3. To change the name is to change the person.
     
Once more, by way of illustration, we may refer to the Chukchee who, if a child gets sick, immediately assume that the wrong name has been given to it and the sickness is due to a misplaced invitation being sent to the wrong soul for reincarnation. To cure the sickness the child must be renamed. It is necessary, therefore, to go through the whole naming ceremony again. If the sickness continues, this process is repeated until the child either recovers or dies. Thus the name is not merely a convenient "handle" it is much more. It is the very person. In North America, if the infant of a Crow Indian proved to be a sickly child, it was believed that the wrong name had been given to it and its name was changed at once.
(10) According to Frazer, the Eskimo may take a new name when he is an old man in order to gain a new lease on life, which is the same thing applied at the end of life rather than at its beginning. (11)

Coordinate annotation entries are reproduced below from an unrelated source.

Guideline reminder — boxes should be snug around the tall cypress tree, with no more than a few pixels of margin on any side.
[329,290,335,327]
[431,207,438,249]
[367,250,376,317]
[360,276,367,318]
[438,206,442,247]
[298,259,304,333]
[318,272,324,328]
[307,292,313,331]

     Levy-Bruhl, because of certain extreme views which he held or perhaps more correctly because of a misunderstanding of his views due to his choice of terms, has tended to fall into disfavour. But his classic study of primitive mentality contains a wealth of documented information related to the present issue, derived from hundreds of sources whose reliability is hardly to be questioned. In dealing with the importance of names, he bases his conclusions upon the works of reputable scholars, travelers, missionaries, explorers, and colonial administrators in every part of the world. In speaking of the individual in a primitive society, he observes:
(12)

10. Crow Indians: G. P. Murdock, Our Primitive Contemporaries, Macmillan, New York, 1951, p.275.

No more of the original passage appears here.